Трактор встречали за околицей всем селом, с флагами, с духовым оркестром. Мы, малыши, разинув рты, наблюдали, как четыре лемеха тракторного плуга выворачивали землю. Мы радовались. А мужики стояли возле межи, чесали затылки: «Ишь ты, как здорово! Только не будет ли хлеб пахнуть керосином?»
Потом пригнали еще тракторов. Потом пришли комбайны. Потом прилетел самолет и начал удобрять землю с воздуха. Неделю школа закрыта была — все ученики с утра до вечера дежурили возле мельницы. Забавно так: сядет самолет, засыплют в него какой-то желтоватый порошок из бумажных кулей, летит он над полем и посыпает всходы ржи.
Мужики, заложив руки за спину, наблюдали. На поле суетились представители МТС. Ветер трепал красное полотнище с надписью: «Дорогу технике!».
Трактор пашет, сеет; комбайн косит; самолет удобряет; автомашины отвозят зерно на элеватор…
Будто и нечего делать мужику. Да! Но и нечего получать мужику.
Соберутся вместе, ломают головы. Как же оно так получается? Трудодни будто у каждого есть. И верно, отец по-прежнему до полуночи корпит над бумагами, считает выработку, записывает трудодни в трудовые книжки. Но вот настает осень. Сойдутся липяговцы на собрание, а председатель и докладывает:
— Зерна мы получили всего столько-то центнеров.
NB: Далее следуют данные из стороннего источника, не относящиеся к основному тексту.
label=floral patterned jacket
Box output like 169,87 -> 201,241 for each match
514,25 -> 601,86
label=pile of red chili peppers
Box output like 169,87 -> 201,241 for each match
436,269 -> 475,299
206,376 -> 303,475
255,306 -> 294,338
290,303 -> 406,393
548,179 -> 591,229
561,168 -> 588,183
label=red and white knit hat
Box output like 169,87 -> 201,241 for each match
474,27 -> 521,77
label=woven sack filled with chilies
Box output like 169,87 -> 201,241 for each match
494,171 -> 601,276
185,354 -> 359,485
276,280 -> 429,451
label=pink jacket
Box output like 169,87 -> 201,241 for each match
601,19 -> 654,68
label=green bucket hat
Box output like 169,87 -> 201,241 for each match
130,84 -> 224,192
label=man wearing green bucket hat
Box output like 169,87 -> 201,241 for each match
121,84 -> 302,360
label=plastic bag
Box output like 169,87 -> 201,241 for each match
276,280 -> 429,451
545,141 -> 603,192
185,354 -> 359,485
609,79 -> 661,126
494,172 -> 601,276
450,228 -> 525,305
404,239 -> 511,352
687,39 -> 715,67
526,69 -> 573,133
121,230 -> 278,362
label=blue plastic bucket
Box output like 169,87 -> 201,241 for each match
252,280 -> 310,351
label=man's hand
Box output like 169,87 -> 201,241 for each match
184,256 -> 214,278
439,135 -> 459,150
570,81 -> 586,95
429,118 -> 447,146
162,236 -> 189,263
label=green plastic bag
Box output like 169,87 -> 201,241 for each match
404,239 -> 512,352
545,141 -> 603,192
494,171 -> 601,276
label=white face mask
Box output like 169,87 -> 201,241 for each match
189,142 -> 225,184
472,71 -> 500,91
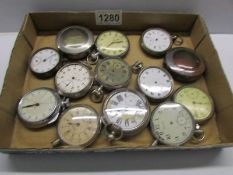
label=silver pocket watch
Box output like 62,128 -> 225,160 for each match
53,105 -> 101,148
90,58 -> 132,102
140,28 -> 183,57
56,26 -> 94,60
132,61 -> 174,102
55,62 -> 94,99
17,87 -> 68,128
102,88 -> 150,141
150,102 -> 204,146
87,30 -> 129,64
29,47 -> 62,79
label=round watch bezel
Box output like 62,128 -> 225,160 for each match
173,85 -> 214,124
140,27 -> 173,57
95,57 -> 132,90
56,25 -> 94,59
102,88 -> 151,137
150,101 -> 196,146
137,66 -> 175,101
29,47 -> 62,79
95,30 -> 130,58
164,47 -> 206,82
56,104 -> 101,148
54,62 -> 94,99
17,87 -> 62,128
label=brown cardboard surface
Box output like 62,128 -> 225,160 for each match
11,34 -> 220,149
0,12 -> 233,152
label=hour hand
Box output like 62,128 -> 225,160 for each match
22,103 -> 40,108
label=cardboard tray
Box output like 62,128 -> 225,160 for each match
0,12 -> 233,152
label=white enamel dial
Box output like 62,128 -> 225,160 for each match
142,28 -> 172,53
138,67 -> 174,100
150,102 -> 195,146
103,89 -> 149,135
30,48 -> 60,74
58,105 -> 100,146
55,63 -> 93,98
18,88 -> 59,127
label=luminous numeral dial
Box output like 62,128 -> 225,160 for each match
18,88 -> 58,123
151,102 -> 195,146
142,28 -> 172,52
96,58 -> 131,87
30,48 -> 60,73
174,87 -> 214,122
58,106 -> 100,146
55,63 -> 92,96
138,67 -> 174,100
103,90 -> 149,131
96,31 -> 129,57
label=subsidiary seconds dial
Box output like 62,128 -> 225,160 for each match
55,63 -> 93,98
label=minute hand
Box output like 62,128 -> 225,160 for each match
107,41 -> 123,47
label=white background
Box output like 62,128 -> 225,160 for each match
0,33 -> 233,175
0,0 -> 233,34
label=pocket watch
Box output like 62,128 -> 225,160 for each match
90,58 -> 132,102
132,61 -> 174,101
103,88 -> 150,141
150,102 -> 204,146
29,47 -> 61,79
88,30 -> 129,63
53,105 -> 101,148
164,47 -> 206,82
55,63 -> 94,98
174,86 -> 214,123
56,26 -> 94,59
140,28 -> 183,57
17,87 -> 68,128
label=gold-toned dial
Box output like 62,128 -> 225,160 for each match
58,105 -> 100,147
96,30 -> 129,57
174,86 -> 214,122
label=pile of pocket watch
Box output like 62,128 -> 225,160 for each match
17,26 -> 214,148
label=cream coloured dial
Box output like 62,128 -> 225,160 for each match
58,105 -> 100,146
138,67 -> 174,100
96,30 -> 129,57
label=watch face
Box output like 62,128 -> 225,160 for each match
58,106 -> 100,146
57,26 -> 94,55
103,89 -> 149,132
138,67 -> 174,100
174,87 -> 213,122
18,88 -> 58,123
96,58 -> 131,88
142,28 -> 172,52
55,63 -> 93,98
151,102 -> 195,146
30,48 -> 60,74
96,31 -> 129,57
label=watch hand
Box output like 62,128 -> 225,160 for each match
22,103 -> 40,108
107,41 -> 123,47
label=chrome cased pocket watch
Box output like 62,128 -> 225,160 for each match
88,30 -> 129,63
17,87 -> 68,128
140,28 -> 183,57
164,47 -> 206,82
173,86 -> 214,124
53,105 -> 101,148
132,61 -> 174,102
29,47 -> 62,79
150,102 -> 204,146
90,58 -> 132,102
102,88 -> 150,141
55,62 -> 94,99
56,26 -> 94,60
Из них столько-то центнеров отвезли в заготовку, столько-то оставили на семена, столько-то выплатили натуроплаты МТС…
— А это что такое — натуроплата? — допытываются мужики.
— Это, товарищи, — поясняет председатель, — отчисления в МТС — за работу трактористов, за горючее и прочее.
— Так! — Мужики почесывают себе затылки: натуроплата вдвое больше, чем заготовки.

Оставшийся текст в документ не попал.